Na lavação de roupa suja, Mandetta também cobrou o presidente por ter afirmado que lhe faltava “humildade”. Desde o início da crise do coronavírus, o presidente se irrita com o protagonismo de Mandetta, que se refletiu no aumento de sua popularidade. Pesquisa Datafolha de 3 de abril apontou que a aprovação do então ministro (76%) havia alcançado do dobro da do presidente (33%).
Discussões entre os dois estavam sendo constantes. Há cerca de duas semanas, houve bate-boca em uma reunião no Palácio da Alvorada, na frente de outros ministros. Na mesma semana, logo após Bolsonaro ter falado que Mandetta deveria ter humildade e ouvi-lo mais, os dois se falaram por telefone. Na ligação, o então titular da Saúde ouviu que deveria pedir demissão e respondeu: “o senhor que me demita”.
Os dias seguintes a esse diálogo foram de instabilidade. Uma hora era dada como certa demissão de Mandetta; em seguida, já não era mais. Em um dos episódios da crise, o deputado Osmar Terra (MDB-RS), ex-ministro da Cidadania, chegou a dizer a governadores que havia sido indicado para assumir o ministério. Neste mesmo dia, Mandetta avisou a equipe que estava de saída.
Depois do esforço da ala militar para segurar o titular da Saúde no time, ele afirmou que ficaria, que “médico não abandona o paciente”, em referência ao País. No entanto, embora houvesse um amplo trabalho de aliados para minimizar os atritos, eles seguiram.
No domingo (12), após o presidente ter desobedecido orientações de evitar aglomerações do ministério e ter frequentado a mesma padaria que Mandetta costuma ir, o ainda ministro concedeu uma entrevista ao Fantástico. Na TV Globo, emissora alvo de Bolsonaro, Mandetta alfinetou o chefe. Disse que o brasileiro não sabe se escuta o ministro ou presidente.
Como disse Bolsonaro nesta quinta (16), ”ao longo desse tempo a separação cada vez mais se tornava uma realidade”. Nesta semana, Bolsonaro intensificou a busca por um sucessor. Afirmou a aliados que desejava encontrar um nome considerado “incontestável” para substituir o subordinado, devido à popularidade de Mandetta.

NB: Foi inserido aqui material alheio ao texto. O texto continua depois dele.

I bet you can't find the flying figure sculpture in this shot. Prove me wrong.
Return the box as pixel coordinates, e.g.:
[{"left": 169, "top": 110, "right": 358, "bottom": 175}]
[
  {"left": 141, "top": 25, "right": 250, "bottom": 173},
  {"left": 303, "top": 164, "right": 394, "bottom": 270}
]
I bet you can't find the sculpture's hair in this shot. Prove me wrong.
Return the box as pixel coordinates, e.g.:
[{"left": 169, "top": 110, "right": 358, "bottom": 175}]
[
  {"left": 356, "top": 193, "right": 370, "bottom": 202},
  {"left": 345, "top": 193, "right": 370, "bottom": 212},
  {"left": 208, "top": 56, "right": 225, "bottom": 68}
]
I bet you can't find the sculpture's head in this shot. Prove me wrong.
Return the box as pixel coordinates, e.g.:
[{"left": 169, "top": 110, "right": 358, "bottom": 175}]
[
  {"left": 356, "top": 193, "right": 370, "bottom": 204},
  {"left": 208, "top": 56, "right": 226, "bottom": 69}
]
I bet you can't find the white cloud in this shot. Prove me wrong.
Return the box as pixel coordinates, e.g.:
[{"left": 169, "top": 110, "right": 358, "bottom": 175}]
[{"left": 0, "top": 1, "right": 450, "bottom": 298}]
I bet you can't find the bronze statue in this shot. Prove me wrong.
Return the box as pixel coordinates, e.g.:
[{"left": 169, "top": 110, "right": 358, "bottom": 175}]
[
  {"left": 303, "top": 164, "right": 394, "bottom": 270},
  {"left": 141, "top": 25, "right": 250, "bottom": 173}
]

Ao anunciar à imprensa a mudança de configuração na Esplanada, Bolsonaro baixou o tom. Em vez da troca de farpas, evitou polarizar e foi cortês. Afirmou que a divergência entre os dois se deu na diferente avaliação sobre o impacto da crise na economia e no desemprego.
“Ele tem direito de defender seu ponto de vista como médico. E a questão de entender também o emprego não foi da forma como o chefe do Executivo achava que deveria ser tratado. Não condeno, não recrimino, não critico. O ministro Mandetta fez aquilo que, como médico, achava que deveria fazer.”

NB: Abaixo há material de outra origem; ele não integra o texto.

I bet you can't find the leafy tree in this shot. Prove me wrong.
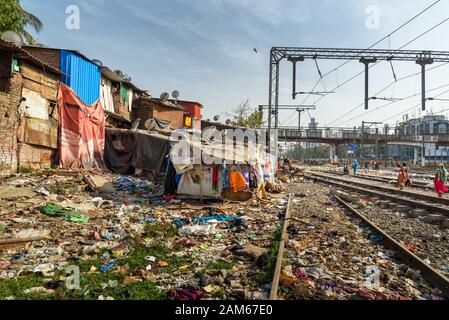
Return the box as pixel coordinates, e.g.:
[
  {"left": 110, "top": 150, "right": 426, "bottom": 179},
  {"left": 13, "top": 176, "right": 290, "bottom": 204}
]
[
  {"left": 232, "top": 100, "right": 263, "bottom": 129},
  {"left": 0, "top": 0, "right": 43, "bottom": 45}
]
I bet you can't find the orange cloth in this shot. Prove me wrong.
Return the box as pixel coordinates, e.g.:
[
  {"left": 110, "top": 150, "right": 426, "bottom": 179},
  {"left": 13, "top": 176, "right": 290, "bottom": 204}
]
[
  {"left": 229, "top": 171, "right": 246, "bottom": 192},
  {"left": 398, "top": 169, "right": 408, "bottom": 189}
]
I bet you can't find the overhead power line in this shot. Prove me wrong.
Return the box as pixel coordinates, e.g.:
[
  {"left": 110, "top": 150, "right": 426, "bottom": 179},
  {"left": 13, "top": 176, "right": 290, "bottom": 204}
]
[
  {"left": 329, "top": 62, "right": 449, "bottom": 125},
  {"left": 284, "top": 0, "right": 441, "bottom": 125}
]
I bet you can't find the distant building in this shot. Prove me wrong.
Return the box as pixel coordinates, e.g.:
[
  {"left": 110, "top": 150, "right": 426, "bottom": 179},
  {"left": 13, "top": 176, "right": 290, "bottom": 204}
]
[{"left": 388, "top": 115, "right": 449, "bottom": 162}]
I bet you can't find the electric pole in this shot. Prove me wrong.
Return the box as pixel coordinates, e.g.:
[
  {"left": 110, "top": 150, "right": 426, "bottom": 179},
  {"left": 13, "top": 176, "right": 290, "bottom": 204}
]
[
  {"left": 296, "top": 106, "right": 316, "bottom": 163},
  {"left": 360, "top": 121, "right": 382, "bottom": 161}
]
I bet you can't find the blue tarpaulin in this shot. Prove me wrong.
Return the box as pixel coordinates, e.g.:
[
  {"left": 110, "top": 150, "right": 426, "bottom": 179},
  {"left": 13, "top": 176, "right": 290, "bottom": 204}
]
[{"left": 60, "top": 50, "right": 101, "bottom": 105}]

O então titular da Saúde se antecipou ao presidente e anunciou no Twitter que havia sido avisado de sua demissão. Logo após a reunião entre os dois, Mandetta convocou uma coletiva de imprensa para fazer o comunicado e se despedir. No mesmo horário, o presidente fez o mesmo. Minutos após Mandetta iniciar sua despedida, Bolsonaro apresentava a jornalistas no Palácio do Planalto o médico Nelson Teich como novo ministro da Saúde.
Mandetta, que havia sido convidado para ocupar postos tanto no governo de São Paulo quanto no de Goiás, deixa o ministério para assumir o cargo de conselheiro em saúde do DEM, seu partido. Ele já desempenhou função parecida. Em 2018, então deputado, não quis tentar a reeleição e ajudou a elaborar as propostas da área de saúde no programa de governo do então candidato ao governo de Goiás Ronaldo Caiado, seu correligionário.

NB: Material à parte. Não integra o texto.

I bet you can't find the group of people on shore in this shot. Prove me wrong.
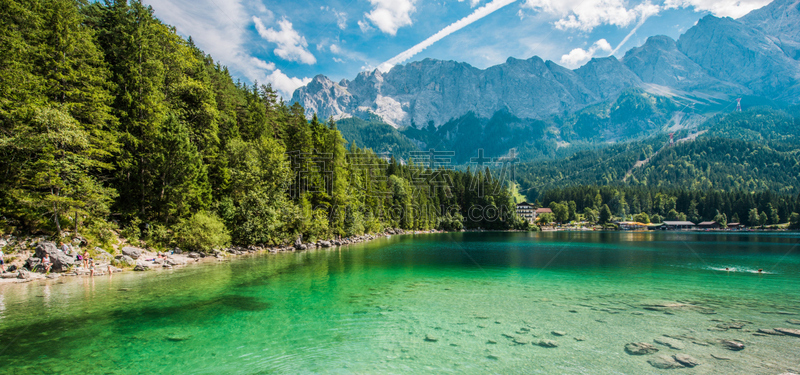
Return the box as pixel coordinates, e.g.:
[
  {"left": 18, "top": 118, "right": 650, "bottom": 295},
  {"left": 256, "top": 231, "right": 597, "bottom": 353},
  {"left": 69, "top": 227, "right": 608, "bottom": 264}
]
[{"left": 36, "top": 242, "right": 96, "bottom": 276}]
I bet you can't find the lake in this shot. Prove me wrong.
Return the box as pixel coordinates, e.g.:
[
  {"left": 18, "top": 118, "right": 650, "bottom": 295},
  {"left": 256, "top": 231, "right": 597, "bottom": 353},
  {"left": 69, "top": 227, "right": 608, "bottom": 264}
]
[{"left": 0, "top": 232, "right": 800, "bottom": 374}]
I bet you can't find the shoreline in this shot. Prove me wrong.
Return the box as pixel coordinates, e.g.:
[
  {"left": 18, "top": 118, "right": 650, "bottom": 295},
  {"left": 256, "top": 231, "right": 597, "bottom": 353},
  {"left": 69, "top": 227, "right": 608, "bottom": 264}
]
[
  {"left": 0, "top": 228, "right": 793, "bottom": 286},
  {"left": 0, "top": 229, "right": 447, "bottom": 286}
]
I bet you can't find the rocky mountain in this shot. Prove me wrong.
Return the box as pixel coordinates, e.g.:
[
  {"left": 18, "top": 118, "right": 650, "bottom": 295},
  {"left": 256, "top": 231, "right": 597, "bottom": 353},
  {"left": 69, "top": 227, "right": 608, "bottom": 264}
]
[
  {"left": 292, "top": 0, "right": 800, "bottom": 135},
  {"left": 292, "top": 56, "right": 641, "bottom": 127},
  {"left": 623, "top": 35, "right": 752, "bottom": 94},
  {"left": 739, "top": 0, "right": 800, "bottom": 60},
  {"left": 677, "top": 16, "right": 800, "bottom": 101}
]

Até que Teich se familiarize com a engrenagem do Executivo, Mandetta e sua equipe seguem na pasta neste período de transição. Na sua despedida, o ex-deputado enalteceu os colegas e pediu apoio para os próximos dias.
”Trabalhem para o próximo ministro tal qual vocês trabalharam para mim. Ajudem. Não meçam esforços. Desdobrem os seus esforços para que eles tenham o melhor espaço possível para trabalhar. Alertem, conversem, dialoguem. Vocês sabem fazer isso.”
A intenção do ex-ministro, alinhado com o presidente, é evitar uma mudança brusca na política pública. Mandetta tem defendido a manutenção de quadros técnicos do ministério. A expectativa, no entanto, é que titulares de postos de comando deixem o ministério junto com o agora ex-ministro.